Los autores demuestran el poder de la “destrucción creativa”. En 2005, en EE UU las nuevas empresas (menos de un año de antigüedad) crearon el 142% de los empleos netos: tal es el poder de la “mentalidad Start-Up” para el empleo. Hay una clara correlación (negativa) entre el empleo que genera una empresa y su antigüedad. Hay una clara correlación (positiva) entre la destrucción creativa y el PIB per cápita de un país. Hay correlación negativa entre la innovación y el tamaño de la empresa. Verdades evidentes a favor de una cultura innovadora que cada vez es más difícil de implantar cuanto más vieja y más grande sea la compañía (parásitos en el anciano dinosaurio). La visión de Schumpeter es más inteligentemente optimista y más real que la de Larry Summers y Robert Gordon (estancamiento secular).
Y mucho más útil que el “crecimiento sin paradigma” (consenso de Washington, por John Williamson: pretender que una economía crezca estabilizándola, liberalizando los mercados y privatizando empresas públicas, igual en Asia que en Iberoamérica, modelo criticado por Ricardo Hausmann, Dani Rodrik y Andres Velasco) o el paradigma neoclásico (mera acumulación del capital).
Angus Maddison ha demostrado, a través de largas series (del año 1000 al 2008) que el crecimiento sostenido del ingreso y de la población es un fenómeno reciente y que se produce por la tecnología, que supera la “trampa malthusiana” de población y alimentación. Es la evolución conjunta de la tecnología y las instituciones, como ha señalado Joel Mokyr (2002), la que ha provocado el despegue a través de la difusión del conocimiento y de la información. De ahí la importancia de la competencia, de los derechos del inventor y del desarrollo de las “buenas finanzas” (no las endogámicas que denuncia Mariana Mazzucato, las endogámicas) para estimular las innovaciones. Innovación acumulativa, Instituciones y Competencia para el despegue, desde la revolución industrial.
Las olas tecnológicas, ¿son bendiciones o castigos? Depende. Hay un retraso en la difusión de las olas, por lo que sólo las segundas innovaciones son bendiciones: lo vimos en la electricidad o en los PCs, cuando se incorporaron a los hogares. ¿Y qué pasa con el empleo? Los estudios de Daren Acemoglu y Pascual Restrepo (2020) y Xavier Jaravel (2020) insisten en la misma línea: se automatizan las tareas rutinarias. Ya lo decía Leontieff: “El trabajo cada vez será menos importante”: El empleo, la implicación en nuestro talento, lo será más.

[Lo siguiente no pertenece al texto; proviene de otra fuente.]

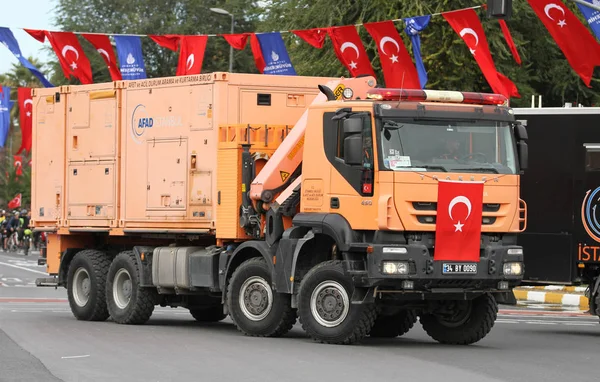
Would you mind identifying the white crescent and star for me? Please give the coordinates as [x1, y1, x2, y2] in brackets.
[61, 45, 80, 70]
[459, 28, 479, 55]
[544, 3, 567, 27]
[340, 42, 360, 70]
[448, 195, 472, 232]
[379, 36, 400, 63]
[186, 54, 195, 71]
[97, 48, 110, 63]
[24, 99, 32, 117]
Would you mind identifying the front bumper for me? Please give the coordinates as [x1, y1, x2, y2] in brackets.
[354, 243, 524, 292]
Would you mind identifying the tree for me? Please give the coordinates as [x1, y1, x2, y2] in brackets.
[255, 0, 600, 107]
[49, 0, 262, 86]
[0, 56, 47, 156]
[0, 156, 30, 209]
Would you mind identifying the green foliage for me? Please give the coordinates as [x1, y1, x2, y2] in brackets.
[5, 0, 600, 107]
[0, 153, 30, 209]
[48, 0, 262, 86]
[0, 56, 46, 156]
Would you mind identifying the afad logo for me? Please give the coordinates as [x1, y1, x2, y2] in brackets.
[130, 104, 183, 144]
[131, 104, 153, 144]
[581, 186, 600, 243]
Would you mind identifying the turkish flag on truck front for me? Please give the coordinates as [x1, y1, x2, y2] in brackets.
[434, 181, 484, 262]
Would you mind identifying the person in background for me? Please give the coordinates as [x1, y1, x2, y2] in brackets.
[5, 211, 21, 250]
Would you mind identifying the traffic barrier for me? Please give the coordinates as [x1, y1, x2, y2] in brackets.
[513, 288, 589, 310]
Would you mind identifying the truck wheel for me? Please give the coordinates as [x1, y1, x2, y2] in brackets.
[420, 293, 498, 345]
[297, 260, 377, 345]
[369, 310, 418, 338]
[190, 305, 227, 322]
[67, 249, 112, 321]
[226, 257, 297, 337]
[106, 251, 156, 325]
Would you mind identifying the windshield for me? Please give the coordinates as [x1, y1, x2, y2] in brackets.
[379, 119, 517, 175]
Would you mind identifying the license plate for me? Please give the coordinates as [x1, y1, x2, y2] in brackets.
[442, 263, 478, 275]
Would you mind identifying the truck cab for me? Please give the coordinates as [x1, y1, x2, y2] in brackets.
[247, 87, 529, 345]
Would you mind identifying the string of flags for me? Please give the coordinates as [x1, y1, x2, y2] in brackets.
[1, 0, 600, 152]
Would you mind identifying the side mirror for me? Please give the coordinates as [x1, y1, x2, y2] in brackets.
[514, 121, 528, 141]
[344, 135, 363, 166]
[517, 141, 528, 171]
[343, 118, 362, 135]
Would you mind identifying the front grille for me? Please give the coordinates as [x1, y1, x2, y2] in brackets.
[412, 202, 501, 212]
[416, 216, 497, 225]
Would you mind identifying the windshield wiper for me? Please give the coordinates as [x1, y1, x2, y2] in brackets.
[460, 167, 500, 174]
[399, 165, 447, 172]
[383, 120, 404, 130]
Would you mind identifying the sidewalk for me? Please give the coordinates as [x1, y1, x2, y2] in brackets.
[513, 285, 589, 310]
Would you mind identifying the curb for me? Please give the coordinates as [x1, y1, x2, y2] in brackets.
[518, 285, 588, 293]
[512, 289, 589, 309]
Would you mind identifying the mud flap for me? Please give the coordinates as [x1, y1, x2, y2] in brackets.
[351, 287, 375, 305]
[494, 290, 517, 305]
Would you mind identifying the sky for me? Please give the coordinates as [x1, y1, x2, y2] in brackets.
[0, 0, 57, 73]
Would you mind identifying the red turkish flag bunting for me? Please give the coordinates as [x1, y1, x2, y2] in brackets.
[82, 34, 122, 81]
[176, 36, 208, 76]
[32, 31, 93, 84]
[328, 26, 375, 77]
[292, 28, 328, 49]
[8, 194, 21, 210]
[527, 0, 600, 87]
[434, 181, 484, 262]
[498, 20, 521, 65]
[249, 34, 267, 73]
[149, 34, 181, 51]
[24, 29, 46, 43]
[13, 155, 23, 176]
[223, 33, 250, 50]
[364, 21, 420, 89]
[443, 9, 519, 99]
[17, 87, 32, 155]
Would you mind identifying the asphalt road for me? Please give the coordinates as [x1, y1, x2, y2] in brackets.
[1, 250, 598, 382]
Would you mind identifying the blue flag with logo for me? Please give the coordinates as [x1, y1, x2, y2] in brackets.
[404, 15, 431, 89]
[0, 27, 53, 88]
[577, 0, 600, 40]
[255, 32, 296, 75]
[0, 86, 15, 147]
[114, 35, 147, 80]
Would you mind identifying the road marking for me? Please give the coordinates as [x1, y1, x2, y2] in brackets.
[0, 298, 67, 303]
[61, 355, 90, 359]
[0, 261, 48, 275]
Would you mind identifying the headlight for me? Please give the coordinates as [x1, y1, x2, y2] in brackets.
[507, 248, 523, 255]
[503, 262, 523, 275]
[342, 88, 354, 99]
[382, 261, 409, 275]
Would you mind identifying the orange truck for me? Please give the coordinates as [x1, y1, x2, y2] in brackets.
[32, 72, 528, 345]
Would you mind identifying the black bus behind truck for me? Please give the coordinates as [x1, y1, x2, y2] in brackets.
[513, 106, 600, 319]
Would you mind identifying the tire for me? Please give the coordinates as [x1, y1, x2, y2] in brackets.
[226, 257, 297, 337]
[420, 293, 498, 345]
[66, 249, 112, 321]
[190, 305, 227, 322]
[297, 260, 377, 345]
[369, 309, 418, 338]
[106, 251, 156, 325]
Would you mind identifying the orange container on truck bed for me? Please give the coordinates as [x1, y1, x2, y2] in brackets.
[31, 72, 337, 239]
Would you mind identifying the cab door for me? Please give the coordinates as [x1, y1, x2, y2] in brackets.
[324, 112, 378, 230]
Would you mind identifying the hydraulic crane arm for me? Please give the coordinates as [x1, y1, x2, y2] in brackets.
[249, 76, 377, 204]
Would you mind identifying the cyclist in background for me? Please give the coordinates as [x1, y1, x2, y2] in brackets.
[5, 211, 21, 250]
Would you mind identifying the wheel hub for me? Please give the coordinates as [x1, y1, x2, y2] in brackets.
[113, 268, 133, 310]
[72, 267, 91, 307]
[239, 276, 273, 321]
[310, 281, 350, 328]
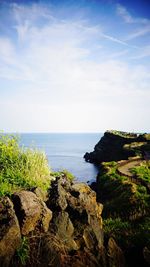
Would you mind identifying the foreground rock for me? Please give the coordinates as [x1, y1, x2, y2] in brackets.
[0, 197, 21, 267]
[44, 177, 105, 266]
[12, 190, 52, 235]
[43, 176, 125, 267]
[0, 176, 125, 266]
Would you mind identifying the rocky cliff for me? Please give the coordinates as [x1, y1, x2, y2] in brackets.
[0, 174, 125, 267]
[84, 130, 150, 164]
[84, 130, 150, 267]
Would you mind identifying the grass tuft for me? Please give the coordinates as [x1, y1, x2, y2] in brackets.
[0, 133, 51, 196]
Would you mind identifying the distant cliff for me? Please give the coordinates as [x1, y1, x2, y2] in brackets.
[84, 130, 150, 267]
[84, 130, 150, 164]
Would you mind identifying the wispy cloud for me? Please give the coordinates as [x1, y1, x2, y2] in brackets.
[116, 4, 149, 24]
[101, 33, 129, 46]
[116, 4, 134, 23]
[116, 3, 150, 41]
[125, 25, 150, 40]
[11, 2, 53, 24]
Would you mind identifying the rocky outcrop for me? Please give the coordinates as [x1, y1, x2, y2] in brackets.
[43, 177, 125, 267]
[45, 177, 105, 265]
[84, 130, 150, 164]
[0, 197, 21, 267]
[0, 176, 125, 267]
[0, 192, 52, 267]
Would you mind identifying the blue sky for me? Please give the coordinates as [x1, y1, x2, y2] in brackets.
[0, 0, 150, 132]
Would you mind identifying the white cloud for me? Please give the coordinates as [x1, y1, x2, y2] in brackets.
[116, 4, 134, 23]
[12, 2, 53, 24]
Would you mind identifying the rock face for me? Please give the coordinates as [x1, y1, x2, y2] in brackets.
[44, 177, 105, 266]
[84, 130, 150, 164]
[42, 177, 125, 267]
[12, 190, 52, 235]
[0, 197, 21, 267]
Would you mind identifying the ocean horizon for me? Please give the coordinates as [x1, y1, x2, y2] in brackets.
[18, 133, 103, 182]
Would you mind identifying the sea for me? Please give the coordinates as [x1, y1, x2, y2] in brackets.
[19, 133, 103, 183]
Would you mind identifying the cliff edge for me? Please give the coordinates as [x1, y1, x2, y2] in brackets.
[84, 130, 150, 164]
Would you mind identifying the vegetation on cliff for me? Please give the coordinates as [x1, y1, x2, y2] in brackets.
[97, 162, 150, 266]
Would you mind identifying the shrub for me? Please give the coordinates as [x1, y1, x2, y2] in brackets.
[103, 218, 132, 246]
[52, 169, 75, 181]
[16, 236, 29, 265]
[61, 169, 75, 181]
[104, 217, 131, 235]
[0, 133, 51, 196]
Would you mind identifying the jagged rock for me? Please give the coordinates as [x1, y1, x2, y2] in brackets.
[67, 183, 103, 248]
[54, 211, 78, 251]
[71, 183, 103, 215]
[12, 190, 52, 235]
[42, 235, 99, 267]
[83, 226, 97, 250]
[41, 233, 65, 267]
[88, 214, 103, 248]
[47, 177, 70, 211]
[107, 237, 125, 267]
[143, 246, 150, 264]
[46, 177, 105, 266]
[33, 187, 48, 202]
[0, 197, 21, 267]
[41, 201, 53, 232]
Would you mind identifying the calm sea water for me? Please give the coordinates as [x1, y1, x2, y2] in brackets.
[19, 133, 102, 182]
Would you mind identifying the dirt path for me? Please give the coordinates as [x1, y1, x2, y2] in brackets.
[117, 159, 143, 177]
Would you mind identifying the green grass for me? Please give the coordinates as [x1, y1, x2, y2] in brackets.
[103, 217, 150, 248]
[131, 162, 150, 182]
[103, 218, 131, 246]
[98, 160, 150, 251]
[52, 169, 75, 181]
[16, 236, 29, 265]
[0, 133, 51, 196]
[98, 161, 150, 218]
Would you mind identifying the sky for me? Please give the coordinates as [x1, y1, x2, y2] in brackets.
[0, 0, 150, 133]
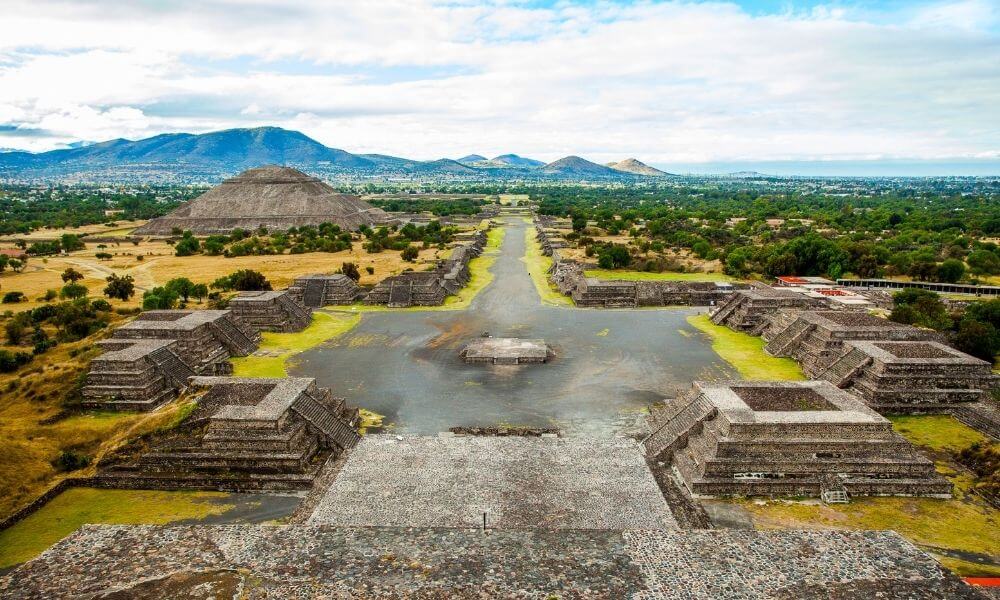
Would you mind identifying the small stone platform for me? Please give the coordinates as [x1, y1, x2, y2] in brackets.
[309, 435, 677, 530]
[644, 381, 951, 498]
[460, 337, 551, 364]
[819, 340, 998, 412]
[1, 525, 980, 599]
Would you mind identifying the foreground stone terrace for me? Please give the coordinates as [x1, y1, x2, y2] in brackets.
[1, 525, 982, 599]
[309, 434, 678, 530]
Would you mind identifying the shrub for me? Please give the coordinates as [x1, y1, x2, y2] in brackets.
[0, 349, 32, 372]
[60, 283, 88, 299]
[53, 450, 92, 472]
[401, 246, 419, 262]
[2, 291, 25, 303]
[340, 262, 361, 282]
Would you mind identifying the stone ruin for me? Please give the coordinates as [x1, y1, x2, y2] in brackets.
[82, 309, 260, 411]
[535, 225, 569, 256]
[228, 290, 312, 332]
[81, 339, 196, 411]
[365, 230, 487, 308]
[290, 274, 362, 308]
[460, 338, 552, 365]
[711, 288, 827, 334]
[566, 273, 742, 308]
[98, 377, 361, 490]
[819, 340, 998, 412]
[762, 310, 933, 377]
[643, 380, 951, 499]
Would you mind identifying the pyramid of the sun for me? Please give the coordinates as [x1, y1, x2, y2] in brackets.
[134, 166, 389, 235]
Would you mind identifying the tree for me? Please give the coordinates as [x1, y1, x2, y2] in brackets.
[937, 259, 965, 283]
[95, 252, 113, 261]
[401, 245, 419, 262]
[890, 288, 952, 330]
[953, 319, 1000, 362]
[61, 268, 84, 283]
[191, 283, 209, 303]
[340, 262, 361, 282]
[174, 231, 200, 257]
[103, 274, 135, 301]
[596, 244, 631, 269]
[164, 277, 196, 301]
[142, 286, 179, 310]
[212, 269, 272, 291]
[572, 215, 587, 232]
[967, 250, 1000, 276]
[60, 233, 84, 252]
[9, 258, 25, 273]
[60, 283, 88, 299]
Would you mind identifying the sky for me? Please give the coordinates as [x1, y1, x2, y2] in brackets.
[0, 0, 998, 171]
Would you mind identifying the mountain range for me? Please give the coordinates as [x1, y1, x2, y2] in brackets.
[0, 126, 670, 182]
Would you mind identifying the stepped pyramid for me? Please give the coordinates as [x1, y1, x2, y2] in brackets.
[134, 165, 389, 235]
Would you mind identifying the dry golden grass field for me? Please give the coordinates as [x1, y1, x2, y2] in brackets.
[0, 227, 457, 310]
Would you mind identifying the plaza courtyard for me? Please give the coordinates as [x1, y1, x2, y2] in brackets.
[294, 217, 737, 435]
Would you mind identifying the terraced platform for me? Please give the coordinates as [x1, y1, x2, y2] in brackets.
[308, 434, 678, 530]
[1, 525, 980, 599]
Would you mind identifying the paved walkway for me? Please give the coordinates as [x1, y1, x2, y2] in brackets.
[308, 434, 678, 530]
[2, 525, 981, 599]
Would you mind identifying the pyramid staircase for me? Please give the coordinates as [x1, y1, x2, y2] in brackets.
[292, 390, 361, 451]
[710, 294, 741, 326]
[765, 318, 813, 356]
[276, 292, 313, 324]
[148, 346, 196, 390]
[819, 347, 872, 388]
[301, 279, 326, 308]
[643, 394, 717, 462]
[209, 316, 259, 356]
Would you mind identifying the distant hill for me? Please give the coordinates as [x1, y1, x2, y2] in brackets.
[0, 127, 374, 171]
[542, 156, 619, 177]
[488, 154, 544, 168]
[606, 158, 669, 177]
[0, 126, 650, 182]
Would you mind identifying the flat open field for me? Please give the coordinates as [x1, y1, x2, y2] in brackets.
[0, 238, 452, 311]
[0, 220, 148, 242]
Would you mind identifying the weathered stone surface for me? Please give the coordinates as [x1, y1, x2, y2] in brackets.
[460, 337, 551, 364]
[309, 434, 678, 530]
[133, 165, 390, 235]
[819, 340, 998, 411]
[228, 290, 312, 332]
[1, 525, 976, 599]
[644, 381, 951, 498]
[762, 310, 934, 377]
[98, 377, 361, 491]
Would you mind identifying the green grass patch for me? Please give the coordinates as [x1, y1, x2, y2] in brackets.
[584, 269, 734, 282]
[686, 314, 805, 380]
[0, 487, 233, 568]
[521, 227, 575, 307]
[740, 494, 1000, 577]
[890, 415, 989, 453]
[231, 311, 361, 377]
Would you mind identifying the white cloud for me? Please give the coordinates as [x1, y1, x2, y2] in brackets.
[0, 0, 996, 162]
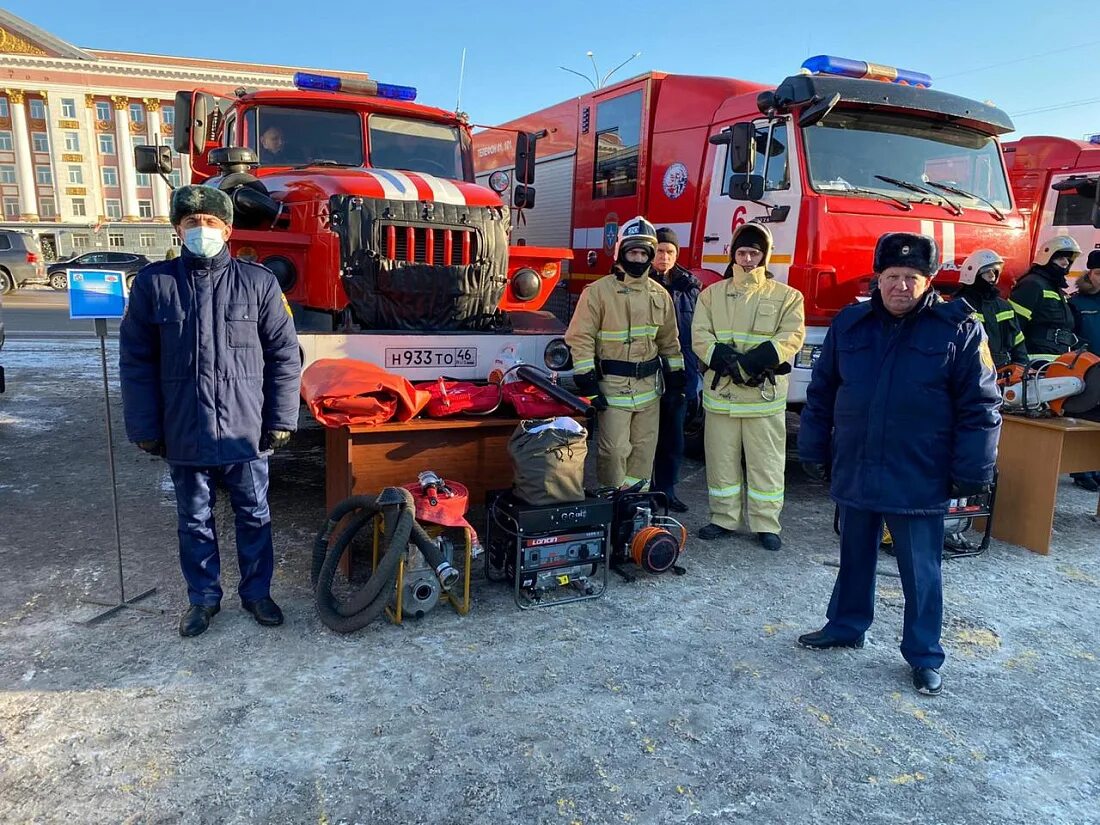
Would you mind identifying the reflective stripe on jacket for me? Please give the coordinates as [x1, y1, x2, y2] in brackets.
[565, 270, 683, 411]
[691, 266, 806, 417]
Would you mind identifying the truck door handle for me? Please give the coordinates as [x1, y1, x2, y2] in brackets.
[704, 234, 720, 242]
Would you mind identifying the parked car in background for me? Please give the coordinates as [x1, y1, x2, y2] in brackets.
[46, 252, 152, 292]
[0, 229, 47, 294]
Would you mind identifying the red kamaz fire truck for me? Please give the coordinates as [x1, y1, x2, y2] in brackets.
[1004, 134, 1100, 278]
[474, 56, 1032, 403]
[137, 73, 572, 380]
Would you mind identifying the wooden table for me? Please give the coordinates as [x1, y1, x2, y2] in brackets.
[991, 416, 1100, 554]
[324, 415, 526, 511]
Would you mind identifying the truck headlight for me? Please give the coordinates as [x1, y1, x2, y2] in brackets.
[795, 344, 821, 369]
[543, 338, 572, 371]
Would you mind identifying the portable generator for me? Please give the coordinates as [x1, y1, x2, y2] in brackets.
[485, 490, 612, 609]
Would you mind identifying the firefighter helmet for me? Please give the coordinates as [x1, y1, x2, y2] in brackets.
[616, 216, 658, 262]
[959, 249, 1005, 285]
[1034, 235, 1081, 267]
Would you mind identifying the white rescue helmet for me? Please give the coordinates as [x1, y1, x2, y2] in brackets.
[959, 249, 1005, 285]
[615, 216, 658, 262]
[1034, 235, 1082, 267]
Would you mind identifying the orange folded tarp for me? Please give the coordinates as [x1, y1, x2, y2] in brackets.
[301, 358, 431, 427]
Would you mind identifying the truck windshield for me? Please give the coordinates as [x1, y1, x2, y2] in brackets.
[803, 109, 1011, 211]
[368, 115, 470, 181]
[251, 106, 364, 167]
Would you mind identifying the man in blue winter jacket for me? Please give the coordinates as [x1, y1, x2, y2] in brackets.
[797, 232, 1001, 696]
[119, 185, 301, 637]
[651, 227, 701, 512]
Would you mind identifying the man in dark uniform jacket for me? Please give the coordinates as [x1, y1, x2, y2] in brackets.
[651, 227, 702, 512]
[120, 185, 301, 637]
[798, 232, 1001, 697]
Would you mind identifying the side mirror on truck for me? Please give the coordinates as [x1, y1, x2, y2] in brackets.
[134, 145, 173, 175]
[515, 132, 538, 185]
[173, 90, 219, 156]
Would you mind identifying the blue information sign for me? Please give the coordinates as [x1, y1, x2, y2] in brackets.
[68, 269, 127, 320]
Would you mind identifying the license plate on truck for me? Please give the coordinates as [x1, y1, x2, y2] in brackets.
[384, 347, 478, 369]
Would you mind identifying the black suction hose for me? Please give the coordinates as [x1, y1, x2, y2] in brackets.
[312, 486, 459, 633]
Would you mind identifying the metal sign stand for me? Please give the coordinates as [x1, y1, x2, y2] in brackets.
[81, 317, 162, 625]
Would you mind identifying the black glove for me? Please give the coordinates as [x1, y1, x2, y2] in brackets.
[802, 461, 829, 483]
[950, 479, 990, 498]
[709, 343, 738, 375]
[738, 342, 780, 378]
[573, 372, 609, 412]
[260, 430, 292, 451]
[665, 369, 687, 392]
[573, 370, 600, 396]
[136, 439, 164, 457]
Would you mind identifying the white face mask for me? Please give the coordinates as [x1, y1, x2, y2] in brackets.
[183, 226, 226, 258]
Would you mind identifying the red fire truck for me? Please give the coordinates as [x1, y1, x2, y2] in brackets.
[136, 73, 572, 381]
[473, 56, 1031, 403]
[1004, 134, 1100, 278]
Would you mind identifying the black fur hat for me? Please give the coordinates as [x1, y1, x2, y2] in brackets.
[1087, 249, 1100, 271]
[170, 185, 234, 227]
[656, 227, 679, 248]
[873, 232, 938, 277]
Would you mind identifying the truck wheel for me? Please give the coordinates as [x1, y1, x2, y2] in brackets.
[49, 271, 68, 291]
[0, 268, 13, 295]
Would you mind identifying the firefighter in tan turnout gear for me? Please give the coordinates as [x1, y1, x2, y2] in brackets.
[565, 216, 686, 488]
[692, 222, 806, 550]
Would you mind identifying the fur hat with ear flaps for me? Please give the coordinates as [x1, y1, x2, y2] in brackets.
[170, 185, 234, 227]
[873, 232, 939, 277]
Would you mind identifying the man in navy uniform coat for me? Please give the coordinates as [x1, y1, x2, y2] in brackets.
[120, 185, 301, 637]
[797, 232, 1001, 696]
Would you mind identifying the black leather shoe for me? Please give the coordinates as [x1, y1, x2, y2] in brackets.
[242, 597, 284, 627]
[757, 532, 782, 551]
[666, 496, 689, 513]
[179, 603, 219, 637]
[698, 523, 737, 541]
[797, 628, 865, 650]
[912, 667, 943, 695]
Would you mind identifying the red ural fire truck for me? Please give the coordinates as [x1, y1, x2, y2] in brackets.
[473, 56, 1031, 403]
[1004, 134, 1100, 277]
[136, 73, 572, 380]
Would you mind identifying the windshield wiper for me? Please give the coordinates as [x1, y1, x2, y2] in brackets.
[291, 159, 358, 170]
[925, 181, 1005, 221]
[819, 182, 913, 211]
[874, 174, 963, 216]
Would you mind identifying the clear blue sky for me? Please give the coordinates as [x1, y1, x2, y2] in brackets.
[17, 0, 1100, 140]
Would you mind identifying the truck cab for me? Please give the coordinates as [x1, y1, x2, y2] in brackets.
[1004, 134, 1100, 281]
[137, 73, 572, 381]
[474, 57, 1030, 404]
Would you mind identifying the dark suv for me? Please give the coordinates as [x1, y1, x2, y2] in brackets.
[0, 229, 46, 294]
[47, 251, 152, 292]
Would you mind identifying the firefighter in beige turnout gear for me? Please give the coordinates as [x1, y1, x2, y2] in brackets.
[565, 216, 685, 488]
[692, 222, 806, 550]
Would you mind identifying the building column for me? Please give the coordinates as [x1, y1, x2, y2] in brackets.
[144, 99, 170, 222]
[111, 95, 139, 221]
[6, 89, 39, 221]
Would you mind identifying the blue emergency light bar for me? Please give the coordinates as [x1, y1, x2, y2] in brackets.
[1088, 133, 1100, 145]
[293, 72, 417, 101]
[802, 55, 933, 89]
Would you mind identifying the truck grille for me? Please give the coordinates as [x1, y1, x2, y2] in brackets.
[383, 225, 478, 266]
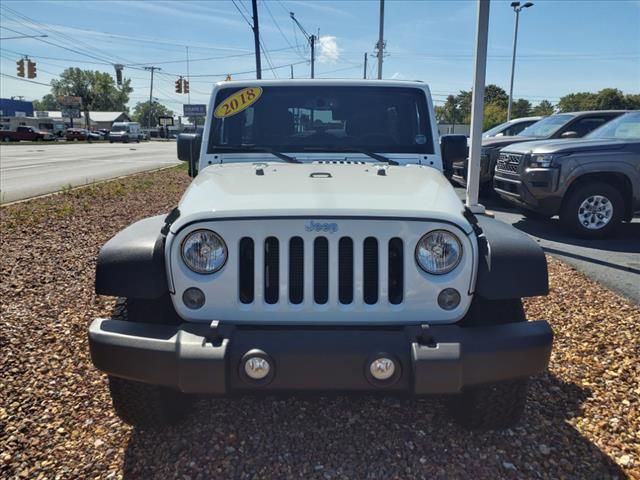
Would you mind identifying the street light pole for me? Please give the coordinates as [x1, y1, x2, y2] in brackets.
[507, 1, 533, 121]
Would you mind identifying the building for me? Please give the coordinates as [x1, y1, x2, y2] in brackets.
[0, 98, 34, 117]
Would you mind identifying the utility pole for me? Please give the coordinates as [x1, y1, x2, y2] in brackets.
[186, 46, 191, 104]
[507, 2, 534, 121]
[144, 66, 160, 129]
[376, 0, 385, 79]
[290, 64, 294, 79]
[252, 0, 262, 79]
[290, 12, 315, 78]
[363, 52, 368, 79]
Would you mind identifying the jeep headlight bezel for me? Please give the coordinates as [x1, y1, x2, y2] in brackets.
[181, 229, 228, 274]
[528, 153, 554, 168]
[415, 230, 463, 275]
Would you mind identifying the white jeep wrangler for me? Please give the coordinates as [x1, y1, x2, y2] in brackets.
[89, 80, 552, 429]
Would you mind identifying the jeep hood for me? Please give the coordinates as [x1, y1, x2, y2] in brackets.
[172, 163, 471, 233]
[500, 137, 635, 155]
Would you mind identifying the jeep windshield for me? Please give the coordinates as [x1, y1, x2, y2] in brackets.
[587, 112, 640, 139]
[518, 114, 574, 138]
[207, 86, 433, 155]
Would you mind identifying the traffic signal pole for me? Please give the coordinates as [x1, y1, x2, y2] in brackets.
[252, 0, 262, 79]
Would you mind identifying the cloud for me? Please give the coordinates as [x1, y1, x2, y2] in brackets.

¿Es la competencia lo apropiado? Hemos de definirla bien, y comprobar que los mercados oligopolísticos no invitan a la innovación, sino todo lo contrario. Hay una complementariedad entre el nivel de competencia y los derechos de propiedad intelectual. Thomas Phillipon, en ‘La Gran Venganza: cómo Estados Unidos ha abandonado el mercado libre’ (2019) demuestra que en EE UU ni las GAFAM, ni el sistema de salud ni las políticas de la competencia favorecen a los ciudadanos. En las dos últimas décadas, el crecimiento de la rentabilidad en contra del factor trabajo han generado un descenso del crecimiento, Lo podemos ver en la política industrial, dependiente del DARPA, o en el coste de subsidiar a las empresas no competitivas.
La desigualdad (medida por el coeficiente de Gini) y las políticas fiscales también son de interés. La curva del Gran Gatsby (Chetty, Hendrin, Kline y Saez, 2014) es de descenso pronunciado: la movilidad social es menor cuanta mayor la desigualdad. Son precisamente las empresas innovadoras las que favorecen el ascensor social. Desde el punto de vista fiscal, podemos aprender del “ejemplo sueco”, porque se observa una U invertida entre presión fiscal y seguimiento.
En su libro ‘Buena economía para tiempos difíciles’, los premios Nobel Banerjee y Duflo contrastan la visión optimista de Joel Mokyr con la pesimista de Robert Gordon. Es el debate sobre el estancamiento secular. Lo que ocurre es que “las buenas ideas son difíciles de encontrar” (el talento es escaso, y cada vez lo es más) y el crecimiento de la productividad está mal medido. Las empresas líderes desalientan a las nuevas entrantes (Aghion, Bergeaud, Boppart, Klenow y Li, 2019). Richard Gilbert en su libro de 2020 ‘La Innovación importa: política de competencia para la economía hipertecnológica’, señala que la implantación de la tecnología depende de las instituciones y las políticas económicas.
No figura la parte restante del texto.